With global economic growth still weak, that has raised concern about a 1930s-style round of competitive devaluations, with policy makers from Canada to Germany questioning how central the yen is to Abe’s attempt to end deflation and whether their exporters will be hurt as a result.
“Now we have to see the actual outcome of the G-20,” said Richard Gilhooly, an interest-rate strategist at Toronto- Dominion Bank’s TD Securities unit in New York. “The zero-sum- game nature of devaluations is that Japan’s extra growth is at the expense of those with stronger currencies.”
While Abe and aides have said the yen is only correcting its surge of last year and that their call for more aggressive monetary policy is centered on helping the economy, officials have at times indicated goals for the currency.
Deputy Economy Minister Yasutoshi Nishimura said in a Jan. 24 interview that it wouldn’t be a problem if it reached 100 to the dollar.

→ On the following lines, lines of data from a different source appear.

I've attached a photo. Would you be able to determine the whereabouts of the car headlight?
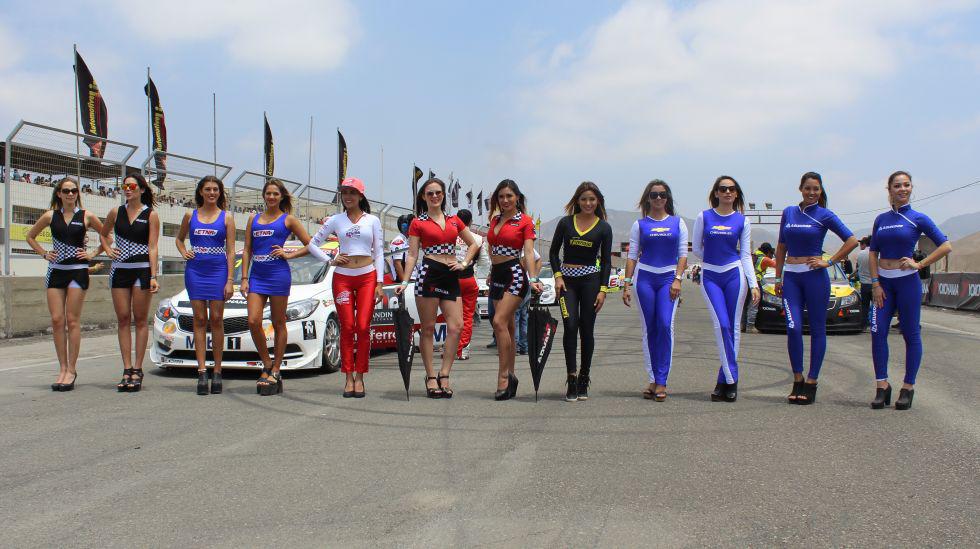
[762,292,783,307]
[286,299,320,322]
[156,298,177,321]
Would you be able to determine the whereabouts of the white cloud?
[116,0,359,71]
[518,0,976,162]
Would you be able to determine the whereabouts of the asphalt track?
[0,283,980,547]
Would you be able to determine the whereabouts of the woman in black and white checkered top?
[101,174,160,392]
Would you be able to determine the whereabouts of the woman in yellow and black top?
[549,181,612,402]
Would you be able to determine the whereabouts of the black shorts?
[44,266,88,290]
[490,259,528,299]
[109,267,150,290]
[415,257,459,299]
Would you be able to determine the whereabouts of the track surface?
[0,288,980,547]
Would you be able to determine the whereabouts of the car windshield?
[235,255,327,286]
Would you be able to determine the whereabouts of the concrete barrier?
[0,274,184,338]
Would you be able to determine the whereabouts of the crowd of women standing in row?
[27,171,951,409]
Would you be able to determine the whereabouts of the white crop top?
[307,212,384,282]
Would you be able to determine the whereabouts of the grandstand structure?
[0,120,516,276]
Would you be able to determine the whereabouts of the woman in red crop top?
[487,179,541,400]
[395,177,479,398]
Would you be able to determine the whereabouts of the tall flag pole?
[75,48,109,158]
[143,67,167,190]
[337,128,347,189]
[412,164,424,207]
[262,112,276,177]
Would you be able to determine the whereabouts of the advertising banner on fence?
[929,273,980,311]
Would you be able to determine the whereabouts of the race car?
[150,239,445,373]
[755,265,861,333]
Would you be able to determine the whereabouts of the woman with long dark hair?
[691,175,759,402]
[548,181,612,402]
[776,172,858,404]
[623,179,687,402]
[395,177,479,398]
[870,171,953,410]
[288,177,385,398]
[174,175,235,395]
[101,173,160,392]
[487,179,541,400]
[241,178,310,396]
[25,177,102,391]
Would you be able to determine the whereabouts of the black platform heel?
[116,368,133,393]
[796,383,817,406]
[871,384,892,410]
[197,370,208,395]
[436,375,453,398]
[211,372,224,395]
[255,368,272,395]
[425,376,442,398]
[895,389,915,410]
[725,381,738,402]
[786,379,804,404]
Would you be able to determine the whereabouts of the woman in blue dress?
[242,178,310,395]
[175,175,235,395]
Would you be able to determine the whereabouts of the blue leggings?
[701,265,748,383]
[634,270,677,387]
[783,269,830,379]
[871,271,922,385]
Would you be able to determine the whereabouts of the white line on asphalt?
[0,353,119,372]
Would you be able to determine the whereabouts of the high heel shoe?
[895,389,915,410]
[58,372,78,392]
[116,368,133,393]
[262,372,282,396]
[711,381,728,402]
[786,379,804,404]
[425,376,442,398]
[725,381,738,402]
[197,370,208,395]
[255,368,272,395]
[796,383,817,406]
[126,368,143,393]
[436,375,453,398]
[211,372,224,395]
[871,384,892,410]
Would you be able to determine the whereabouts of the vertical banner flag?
[449,181,459,208]
[262,113,276,177]
[412,165,424,204]
[337,129,347,189]
[143,76,167,190]
[75,50,109,158]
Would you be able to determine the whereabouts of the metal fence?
[3,120,138,275]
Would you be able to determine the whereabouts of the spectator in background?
[852,236,871,328]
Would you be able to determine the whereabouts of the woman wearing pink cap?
[293,177,384,398]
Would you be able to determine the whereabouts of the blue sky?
[0,0,980,228]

The U.S. indicated support for Japan yesterday when Treasury Undersecretary Lael Brainard welcomed its effort to “reinvigorate growth.” Jack Lew, President Barack Obama’s nominee to be Treasury secretary, may be asked to flesh out the U.S. position tomorrow when senators hold a hearing on his confirmation.
Swiss National Bank President Thomas Jordan, who oversees a cap of his own exchange rate against the euro, also defended Japan’s attempt to bolster growth today in denying a “currency war” was underway.